The case has cutouts for the ports and buttons, and these are the only places where you’ll see the colour from your iPhone showing through the case. At the bottom are holes for the speaker and microphone, as well as for the headphone socket. This is quite small, and we found that not all headphones will fit.
There’s also a lightning connector, but this is somewhat deceptive as it’s only for charging the battery inside the Power Jacket and not for syncing your iPhone with a PC or Mac.
To insert your iPhone into the case you remove the top section and slide it into place. The fit is excellent, but overall build quality is not. The plastic is almost translucent in places, so you can see a dark area at the bottom where the circuit board lives. Plus, the battery itself wasn’t stuck in place so rattled when we shook the case.

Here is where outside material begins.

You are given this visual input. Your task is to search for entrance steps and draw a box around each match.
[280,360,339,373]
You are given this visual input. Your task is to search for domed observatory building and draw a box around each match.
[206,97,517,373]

We tested the case a few times, and found that despite having a higher claimed capacity than the iPhone 5c’s own battery, it was able to charge our phone up to only 95 percent from empty. That’s not bad going for a case that costs this much, especially when it doesn’t add too much bulk (it’s 16mm thick) or weight (73g).
Four blue LEDs show how much power is left in the battery, and these flash when charging to indicate progress. There’s also a tiny kickstand on the back to hold the case in landscape mode but it we needed to use a screwdriver to prise it open, and didn’t keep the phone particularly stable anyway.
Overall, it’s cheaper than some competing battery cases, but by no means the cheapest. We’d much rather carry a higher-capacity USB battery - that will charge any USB device - for reserve power than shell out for this model-specific case.
The Power Jacket is cheaper than some competing battery cases, but by no means the cheapest. With questionable build quality we’d much rather carry a higher-capacity generic USB battery for reserve power than shell out for this model-specific case.